Indem der Block der antifaschistisch-demokratischen Parteien der sowjetischen Besatzungszone den nach München reisenden Minister-präsidenten auftrug, eine Debatte über die Wiederherstellung der Einheit Deutschlands und die Zulassung der Parteien und Massenorganisationen zu verlangen, übernahm er die auf der Konferenz in Moskau erhobene sowjetische Forderung.
VI. Initiative der Regierungschefs der Länder
Im Schnittpunkt der skizzierten Entwicklung der Politik der Besatzungsmächte und der punktuell charakterisierten innerdeutschen Entfaltung ist der zeitgeschichtliche Standort der Münchner Konferenz auszumachen.

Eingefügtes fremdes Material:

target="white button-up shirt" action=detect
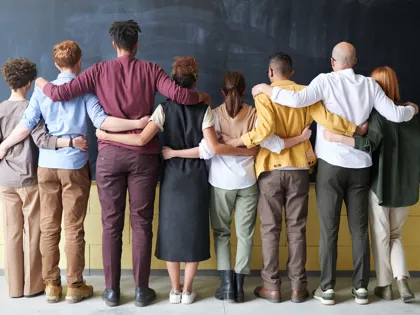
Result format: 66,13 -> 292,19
271,69 -> 415,168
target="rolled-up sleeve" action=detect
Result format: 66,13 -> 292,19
198,139 -> 214,160
149,105 -> 165,131
241,95 -> 274,148
20,87 -> 41,130
271,74 -> 325,108
84,94 -> 108,129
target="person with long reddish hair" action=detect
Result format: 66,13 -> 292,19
324,67 -> 420,302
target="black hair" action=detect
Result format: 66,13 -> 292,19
1,58 -> 38,90
270,52 -> 293,75
109,20 -> 141,51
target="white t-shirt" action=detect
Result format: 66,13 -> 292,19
271,69 -> 414,168
199,111 -> 284,190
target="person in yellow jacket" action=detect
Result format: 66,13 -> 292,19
226,53 -> 366,303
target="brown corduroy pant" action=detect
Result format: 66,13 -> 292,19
0,185 -> 45,297
38,164 -> 91,287
258,170 -> 309,291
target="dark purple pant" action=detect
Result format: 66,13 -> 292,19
96,146 -> 160,289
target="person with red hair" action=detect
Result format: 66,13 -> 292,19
324,67 -> 420,303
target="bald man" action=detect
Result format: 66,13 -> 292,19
252,42 -> 418,305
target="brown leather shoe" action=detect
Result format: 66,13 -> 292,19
254,286 -> 281,303
291,289 -> 309,303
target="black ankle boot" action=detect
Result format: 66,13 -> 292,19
216,270 -> 236,302
235,273 -> 245,303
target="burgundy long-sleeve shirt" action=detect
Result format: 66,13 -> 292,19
44,56 -> 199,154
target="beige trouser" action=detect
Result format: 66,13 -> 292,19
38,164 -> 91,287
369,191 -> 409,287
0,185 -> 45,297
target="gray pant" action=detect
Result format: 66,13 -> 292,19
316,160 -> 370,291
210,184 -> 258,275
258,170 -> 309,291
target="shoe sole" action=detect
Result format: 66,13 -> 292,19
401,296 -> 416,303
46,296 -> 60,304
216,291 -> 236,303
134,296 -> 156,307
169,295 -> 181,304
374,293 -> 393,301
66,292 -> 93,304
102,296 -> 120,307
352,294 -> 369,305
254,293 -> 281,303
314,295 -> 335,305
235,294 -> 245,303
290,293 -> 309,303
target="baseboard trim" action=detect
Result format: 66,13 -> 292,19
0,269 -> 420,278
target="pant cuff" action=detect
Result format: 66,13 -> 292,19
263,281 -> 281,291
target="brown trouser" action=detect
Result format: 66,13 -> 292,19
0,185 -> 45,297
96,146 -> 160,290
38,164 -> 91,287
258,170 -> 309,291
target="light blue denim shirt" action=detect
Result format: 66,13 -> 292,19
20,73 -> 108,170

Die Eröffnung der Konferenz wurde auf den 6. Juni 1947 festgelegt. Verspätet trafen am 5. Juni, am Vorabend des Konferenzbeginns, die Ministerpräsidenten der Länder Sachsen, Sachsen-Anhalt, Mecklenburg, Thüringen und Brandenburg in München ein. Sie hatten bereits am 28. Mai in einem Telegramm Ehard vorgeschlagen, die Konferenz unter Hinzu-ziehung von Vertretern der Parteien und Gewerkschaften zu vergrößern. Auch hatten sie Berlin als Tagungsort und die Behandlung der Frage der deutschen Einheit ausdrücklich verlangt. Die Bedingungen, unter denen die westlichen Besatzungsmächte ihre Zustimmung zur Ministerpräsidenten-Konferenz in München gegeben hatten, ließen die Berücksichtigung dieser Vorschläge nicht zu. In der Bayerischen Staatskanzlei wurde in Vorverhandlungen am 5. Juni die endgültige Festlegung der Tagesordnung erörtert. Diese Besprechungen wurden nach einer abendlichen Unterbrechungspause gegen 22. 50 Uhr in Anwesenheit der inzwischen eingetroffenen Regierungschefs der sowjetischen Besatzungszone fortgesetzt. Die Beratungen wurden erst nach Mitternacht beendet. In ihr Hotel zurückgekehrt, bereiteten die Ministerpräsidenten der sowjetischen Besatzungszone eine Erklärung vor, in der sie mit scharfen Worten ihr Mißfallen darüber zum Ausdruck brachten, daß die Frage der Einheit Deutschlands auf der Konferenz nicht erörtert würde. Im Anschluß daran reisten sie von München ab, ohne an der Konferenz selbst teilzunehmen. Die entscheidende Aussprache wurde nicht protokolliert. Die Erinnerungen des Ministerpräsidenten Ehard wurden noch nicht veröffentlicht.
Die Konferenz begann am 6. Juni mit einer Rede des gastgebenden Ministerpräsidenten.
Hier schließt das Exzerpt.